# NLP demo software by HyperbeeAI

Copyrights © 2023 Hyperbee.AI Inc. All rights reserved. hello@hyperbee.ai 

### Evaluation

This notebook evaluates the model on the test set with chosen examples, and calculates the BLEU score. A simulation of the ai85 chip implemented in pytorch is used for this purpose. See imported .py modules for further info.

In [1]:
import torch, random
import torch.nn as nn
from torchtext.legacy.datasets import TranslationDataset
from torchtext.legacy.data import Field, BucketIterator
from utils import tokenize_es, tokenize_en, tokenizer_es, tokenizer_en, TRG_PAD_IDX, \
 translate_sentence, calculate_bleu
from models import encoder, decoder, seq2seq
from dataloader import NewsDataset

imported utils.py
NLP demo software by HyperbeeAI. Copyrights © 2023 Hyperbee.AI Inc. All rights reserved. hello@hyperbee.ai

imported layers.py
NLP demo software by HyperbeeAI. Copyrights © 2023 Hyperbee.AI Inc. All rights reserved. hello@hyperbee.ai

imported functions.py
NLP demo software by HyperbeeAI. Copyrights © 2023 Hyperbee.AI Inc. All rights reserved. hello@hyperbee.ai

imported models.py
NLP demo software by HyperbeeAI. Copyrights © 2023 Hyperbee.AI Inc. All rights reserved. hello@hyperbee.ai

imported dataloader.py
NLP demo software by HyperbeeAI. Copyrights © 2023 Hyperbee.AI Inc. All rights reserved. hello@hyperbee.ai



In [2]:
SEED = 1234
random.seed(SEED)
torch.manual_seed(SEED)
torch.cuda.manual_seed(SEED)
torch.backends.cudnn.deterministic = True
BATCH_SIZE = 48

In [3]:
SRC = Field(tokenize = tokenize_es, 
 init_token = tokenizer_es.token_to_id(""), 
 eos_token = tokenizer_es.token_to_id(""), 
 pad_token = tokenizer_es.token_to_id(""),
 unk_token = tokenizer_es.token_to_id(""),
 use_vocab = False,
 batch_first = True)

TRG = Field(tokenize = tokenize_en, 
 init_token = tokenizer_en.token_to_id(""), 
 eos_token = tokenizer_en.token_to_id(""), 
 pad_token = tokenizer_en.token_to_id(""),
 unk_token = tokenizer_en.token_to_id(""),
 use_vocab = False,
 batch_first = True)

device = torch.device('cuda' if torch.cuda.is_available() else 'cpu')
#device = 'cpu'
print("Working with device:", device)

Working with device: cuda


In [4]:
train_data, valid_data, test_data = NewsDataset.splits(exts=('.es', '.en'), fields=(SRC, TRG))
_, _, test_iterator = BucketIterator.splits(
 (train_data, valid_data, test_data),
 batch_size = BATCH_SIZE,
 device = device)

In [5]:
enc = encoder(device)
dec = decoder(device, TRG_PAD_IDX)
model = seq2seq(enc, dec)

In [6]:
trained_checkpoint = "assets/es2en_hw_cp6.pt"
res = model.load_state_dict(torch.load(trained_checkpoint, map_location=device), strict=False);
model.to(device);

In [7]:
print("Example from test data:")
example_idx = 800
src = vars(test_data.examples[example_idx])['src']
trg = tokenizer_en.decode(vars(test_data.examples[example_idx])['trg'], skip_special_tokens=False)
print(f'trg = {trg}')
print("")
translation = translate_sentence(src, SRC, TRG, model, device)
print(f'predicted trg = {translation}')
print("")
src = tokenizer_es.decode(src, skip_special_tokens=False)
print(f'src = {src}')
print("")

Example from test data:
trg = for a relatively poor country like china , real unions could help balance employers ’ power , bringing quality - of - life benefits that outweigh the growth costs .

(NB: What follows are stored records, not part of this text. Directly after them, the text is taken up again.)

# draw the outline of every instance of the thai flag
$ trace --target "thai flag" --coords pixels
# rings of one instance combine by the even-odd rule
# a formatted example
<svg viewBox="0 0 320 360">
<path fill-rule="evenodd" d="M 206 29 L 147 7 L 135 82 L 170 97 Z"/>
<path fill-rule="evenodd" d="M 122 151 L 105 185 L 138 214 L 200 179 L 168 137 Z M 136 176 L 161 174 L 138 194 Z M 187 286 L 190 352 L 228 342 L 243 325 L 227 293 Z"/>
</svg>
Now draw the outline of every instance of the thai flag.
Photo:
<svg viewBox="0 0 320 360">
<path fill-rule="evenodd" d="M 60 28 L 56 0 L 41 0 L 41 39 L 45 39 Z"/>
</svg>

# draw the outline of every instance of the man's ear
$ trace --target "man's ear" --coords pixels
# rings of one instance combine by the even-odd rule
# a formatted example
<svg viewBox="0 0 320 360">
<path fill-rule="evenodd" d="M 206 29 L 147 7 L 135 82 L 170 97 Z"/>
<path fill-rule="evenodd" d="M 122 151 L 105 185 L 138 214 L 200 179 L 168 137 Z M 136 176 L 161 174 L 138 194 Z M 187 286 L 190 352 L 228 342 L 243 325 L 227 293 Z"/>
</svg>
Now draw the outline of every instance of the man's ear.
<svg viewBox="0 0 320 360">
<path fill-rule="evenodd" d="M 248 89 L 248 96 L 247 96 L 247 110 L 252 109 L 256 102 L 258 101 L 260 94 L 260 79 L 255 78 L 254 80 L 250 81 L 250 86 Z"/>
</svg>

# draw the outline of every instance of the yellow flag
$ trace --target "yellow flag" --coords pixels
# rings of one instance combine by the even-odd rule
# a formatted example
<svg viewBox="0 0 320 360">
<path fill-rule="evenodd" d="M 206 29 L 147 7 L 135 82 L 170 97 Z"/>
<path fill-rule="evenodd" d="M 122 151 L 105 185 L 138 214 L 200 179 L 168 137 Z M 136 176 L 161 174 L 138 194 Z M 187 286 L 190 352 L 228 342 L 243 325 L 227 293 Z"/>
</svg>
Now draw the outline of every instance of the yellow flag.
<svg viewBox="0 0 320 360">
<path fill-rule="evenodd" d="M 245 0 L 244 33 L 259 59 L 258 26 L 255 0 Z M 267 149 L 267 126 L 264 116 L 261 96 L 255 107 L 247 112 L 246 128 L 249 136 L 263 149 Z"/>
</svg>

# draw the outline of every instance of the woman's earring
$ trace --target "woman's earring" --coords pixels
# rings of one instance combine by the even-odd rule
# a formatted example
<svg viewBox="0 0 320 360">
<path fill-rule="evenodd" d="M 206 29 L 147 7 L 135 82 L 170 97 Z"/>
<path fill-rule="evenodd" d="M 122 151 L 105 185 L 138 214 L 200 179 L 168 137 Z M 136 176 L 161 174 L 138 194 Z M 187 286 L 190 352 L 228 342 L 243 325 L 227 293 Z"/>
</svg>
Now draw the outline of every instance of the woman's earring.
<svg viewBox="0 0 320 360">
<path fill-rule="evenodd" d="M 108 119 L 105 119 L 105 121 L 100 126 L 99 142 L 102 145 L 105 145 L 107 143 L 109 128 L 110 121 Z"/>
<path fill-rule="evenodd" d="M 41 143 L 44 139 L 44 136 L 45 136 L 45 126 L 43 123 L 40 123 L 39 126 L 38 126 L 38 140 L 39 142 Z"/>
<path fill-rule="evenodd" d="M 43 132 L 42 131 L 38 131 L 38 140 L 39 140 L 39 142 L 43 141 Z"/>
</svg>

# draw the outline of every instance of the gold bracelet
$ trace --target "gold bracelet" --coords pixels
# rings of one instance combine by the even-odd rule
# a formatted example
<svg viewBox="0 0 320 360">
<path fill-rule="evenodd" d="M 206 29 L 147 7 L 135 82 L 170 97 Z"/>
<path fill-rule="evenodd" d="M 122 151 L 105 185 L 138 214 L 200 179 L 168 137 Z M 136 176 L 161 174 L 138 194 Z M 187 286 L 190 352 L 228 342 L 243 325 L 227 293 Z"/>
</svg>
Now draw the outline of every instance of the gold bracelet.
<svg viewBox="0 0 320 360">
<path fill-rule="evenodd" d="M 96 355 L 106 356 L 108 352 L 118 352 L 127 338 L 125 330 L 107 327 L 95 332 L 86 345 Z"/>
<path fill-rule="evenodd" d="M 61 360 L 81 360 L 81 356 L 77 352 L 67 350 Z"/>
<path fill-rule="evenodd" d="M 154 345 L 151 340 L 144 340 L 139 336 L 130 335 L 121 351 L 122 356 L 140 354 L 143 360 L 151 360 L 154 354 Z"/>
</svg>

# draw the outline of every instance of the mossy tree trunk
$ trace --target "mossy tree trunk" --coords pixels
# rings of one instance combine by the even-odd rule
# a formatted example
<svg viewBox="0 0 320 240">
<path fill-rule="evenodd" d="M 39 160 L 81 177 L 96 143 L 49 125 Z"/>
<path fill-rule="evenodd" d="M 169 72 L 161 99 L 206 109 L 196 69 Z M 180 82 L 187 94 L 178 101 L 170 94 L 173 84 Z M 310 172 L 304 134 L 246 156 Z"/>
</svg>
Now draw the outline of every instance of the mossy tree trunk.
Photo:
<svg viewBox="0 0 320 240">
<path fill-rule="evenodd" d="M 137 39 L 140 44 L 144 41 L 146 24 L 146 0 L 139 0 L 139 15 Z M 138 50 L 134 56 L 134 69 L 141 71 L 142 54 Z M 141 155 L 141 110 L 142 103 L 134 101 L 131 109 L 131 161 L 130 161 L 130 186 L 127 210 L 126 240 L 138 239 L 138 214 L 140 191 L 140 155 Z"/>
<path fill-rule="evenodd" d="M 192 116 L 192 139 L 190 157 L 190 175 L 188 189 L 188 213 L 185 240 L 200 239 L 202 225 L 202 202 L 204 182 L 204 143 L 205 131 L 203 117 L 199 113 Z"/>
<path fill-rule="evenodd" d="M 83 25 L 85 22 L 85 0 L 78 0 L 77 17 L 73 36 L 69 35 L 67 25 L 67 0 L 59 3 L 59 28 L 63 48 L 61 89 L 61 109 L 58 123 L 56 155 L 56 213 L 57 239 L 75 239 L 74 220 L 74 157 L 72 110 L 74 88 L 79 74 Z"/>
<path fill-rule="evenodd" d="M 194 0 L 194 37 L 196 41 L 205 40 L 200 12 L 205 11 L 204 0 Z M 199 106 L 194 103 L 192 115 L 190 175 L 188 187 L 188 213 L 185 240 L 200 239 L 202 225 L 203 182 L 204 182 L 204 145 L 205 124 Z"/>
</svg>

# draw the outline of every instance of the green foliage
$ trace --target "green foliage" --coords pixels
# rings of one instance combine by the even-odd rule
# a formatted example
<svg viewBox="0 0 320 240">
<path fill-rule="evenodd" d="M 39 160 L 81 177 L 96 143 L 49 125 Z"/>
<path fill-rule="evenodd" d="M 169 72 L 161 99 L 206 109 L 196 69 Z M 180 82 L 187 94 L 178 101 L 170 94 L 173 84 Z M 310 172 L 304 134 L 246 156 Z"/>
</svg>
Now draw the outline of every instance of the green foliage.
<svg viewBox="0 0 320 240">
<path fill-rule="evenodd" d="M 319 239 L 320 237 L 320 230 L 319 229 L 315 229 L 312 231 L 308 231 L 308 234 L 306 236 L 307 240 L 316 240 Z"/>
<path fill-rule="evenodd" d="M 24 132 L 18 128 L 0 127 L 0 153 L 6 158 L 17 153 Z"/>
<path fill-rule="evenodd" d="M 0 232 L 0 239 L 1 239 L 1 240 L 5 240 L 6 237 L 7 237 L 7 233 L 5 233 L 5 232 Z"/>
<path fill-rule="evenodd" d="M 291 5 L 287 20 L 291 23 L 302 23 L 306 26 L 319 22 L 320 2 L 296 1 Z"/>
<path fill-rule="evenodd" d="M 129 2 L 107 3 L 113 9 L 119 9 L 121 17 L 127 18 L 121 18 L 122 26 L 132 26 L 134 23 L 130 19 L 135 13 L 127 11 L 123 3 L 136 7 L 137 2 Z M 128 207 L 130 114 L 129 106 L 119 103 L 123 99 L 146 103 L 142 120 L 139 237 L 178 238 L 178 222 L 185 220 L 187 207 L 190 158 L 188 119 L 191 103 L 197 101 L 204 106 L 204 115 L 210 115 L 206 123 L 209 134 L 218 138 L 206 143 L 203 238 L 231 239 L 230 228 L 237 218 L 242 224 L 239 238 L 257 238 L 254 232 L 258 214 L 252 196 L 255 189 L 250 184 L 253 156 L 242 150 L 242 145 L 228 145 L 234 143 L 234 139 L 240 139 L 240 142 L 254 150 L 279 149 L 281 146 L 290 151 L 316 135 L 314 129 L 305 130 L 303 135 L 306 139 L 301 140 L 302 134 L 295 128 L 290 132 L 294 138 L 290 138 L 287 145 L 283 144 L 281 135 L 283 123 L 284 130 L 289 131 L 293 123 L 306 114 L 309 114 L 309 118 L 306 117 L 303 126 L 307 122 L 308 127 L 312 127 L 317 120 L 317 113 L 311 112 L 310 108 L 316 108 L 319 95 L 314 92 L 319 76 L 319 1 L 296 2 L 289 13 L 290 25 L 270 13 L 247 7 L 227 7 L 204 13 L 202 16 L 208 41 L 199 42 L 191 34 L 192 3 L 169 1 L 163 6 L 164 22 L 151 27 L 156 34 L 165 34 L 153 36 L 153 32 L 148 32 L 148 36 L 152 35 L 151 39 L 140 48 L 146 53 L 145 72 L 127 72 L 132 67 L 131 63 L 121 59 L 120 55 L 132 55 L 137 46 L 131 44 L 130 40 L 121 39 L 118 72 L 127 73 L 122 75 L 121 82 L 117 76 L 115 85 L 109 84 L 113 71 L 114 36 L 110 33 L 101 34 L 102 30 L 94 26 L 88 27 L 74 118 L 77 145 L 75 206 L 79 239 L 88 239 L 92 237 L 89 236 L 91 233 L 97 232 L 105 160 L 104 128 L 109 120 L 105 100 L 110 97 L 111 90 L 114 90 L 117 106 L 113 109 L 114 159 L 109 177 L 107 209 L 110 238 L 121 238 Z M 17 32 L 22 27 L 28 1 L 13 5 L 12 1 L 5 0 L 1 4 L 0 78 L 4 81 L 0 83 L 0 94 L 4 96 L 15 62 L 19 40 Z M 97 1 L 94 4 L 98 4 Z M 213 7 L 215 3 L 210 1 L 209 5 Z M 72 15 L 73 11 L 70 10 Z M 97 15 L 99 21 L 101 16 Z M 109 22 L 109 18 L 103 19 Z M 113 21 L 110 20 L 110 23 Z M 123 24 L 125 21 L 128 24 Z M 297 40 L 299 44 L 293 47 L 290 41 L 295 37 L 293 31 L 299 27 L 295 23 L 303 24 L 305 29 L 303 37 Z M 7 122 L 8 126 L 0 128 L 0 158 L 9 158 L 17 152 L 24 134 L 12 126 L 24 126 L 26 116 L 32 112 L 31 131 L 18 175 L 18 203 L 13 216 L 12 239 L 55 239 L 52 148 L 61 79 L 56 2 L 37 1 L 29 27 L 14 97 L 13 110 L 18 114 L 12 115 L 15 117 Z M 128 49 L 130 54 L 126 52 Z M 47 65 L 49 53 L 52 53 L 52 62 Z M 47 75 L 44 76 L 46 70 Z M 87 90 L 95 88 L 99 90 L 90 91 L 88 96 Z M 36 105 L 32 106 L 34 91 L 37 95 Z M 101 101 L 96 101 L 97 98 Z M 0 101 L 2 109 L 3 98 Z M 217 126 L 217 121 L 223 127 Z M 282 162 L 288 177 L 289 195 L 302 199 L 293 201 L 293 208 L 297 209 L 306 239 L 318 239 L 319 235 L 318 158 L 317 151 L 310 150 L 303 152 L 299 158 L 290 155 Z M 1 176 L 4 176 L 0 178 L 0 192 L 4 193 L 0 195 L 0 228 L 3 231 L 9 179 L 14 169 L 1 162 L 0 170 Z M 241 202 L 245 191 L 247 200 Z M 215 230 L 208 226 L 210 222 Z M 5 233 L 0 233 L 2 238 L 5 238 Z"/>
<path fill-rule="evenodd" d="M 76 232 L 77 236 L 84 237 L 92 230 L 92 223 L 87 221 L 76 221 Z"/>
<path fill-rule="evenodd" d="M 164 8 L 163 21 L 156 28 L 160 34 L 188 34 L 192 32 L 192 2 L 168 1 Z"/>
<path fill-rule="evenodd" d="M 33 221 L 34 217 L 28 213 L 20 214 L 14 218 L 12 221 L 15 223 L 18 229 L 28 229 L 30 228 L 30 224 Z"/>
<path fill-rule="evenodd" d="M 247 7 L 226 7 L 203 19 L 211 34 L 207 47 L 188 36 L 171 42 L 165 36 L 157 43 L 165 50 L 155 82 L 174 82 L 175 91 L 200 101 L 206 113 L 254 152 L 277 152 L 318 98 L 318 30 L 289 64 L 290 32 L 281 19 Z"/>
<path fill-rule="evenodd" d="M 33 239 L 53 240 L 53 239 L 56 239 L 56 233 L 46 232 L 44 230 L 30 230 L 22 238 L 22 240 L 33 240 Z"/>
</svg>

predicted trg = for a relatively poor country as china , the existence of real unions could help balance employers ’ power , generating higher life benefits than the costs for growth .

src = para un país relativamente pobre como es china , la existencia de sindicatos reales podría ayudar a equilibrar el poder de los empleadores , generando beneficios de calidad de vida mayores que los costes para el crecimiento .



In [8]:
b_score = calculate_bleu(test_data, SRC, TRG, model, device)
print('BLEU score:')
print(b_score)

1it [00:00, 5.08it/s]

Evaluate on bleu:


3998it [14:55, 4.47it/s]
That's 100 lines that end in a tokenized period ('.')
It looks like you forgot to detokenize your test data, which may hurt your score.
If you insist your data is detokenized, or don't care, you can suppress this message with '--force'.


BLEU score:
{'score': 28.35048236992193, 'counts': [57540, 32851, 20648, 13309], 'totals': [100210, 96590, 92970, 89354], 'precisions': [57.41941921963876, 34.01076716016151, 22.209314832741743, 14.894688542202923], 'bp': 1.0, 'sys_len': 100210, 'ref_len': 91115}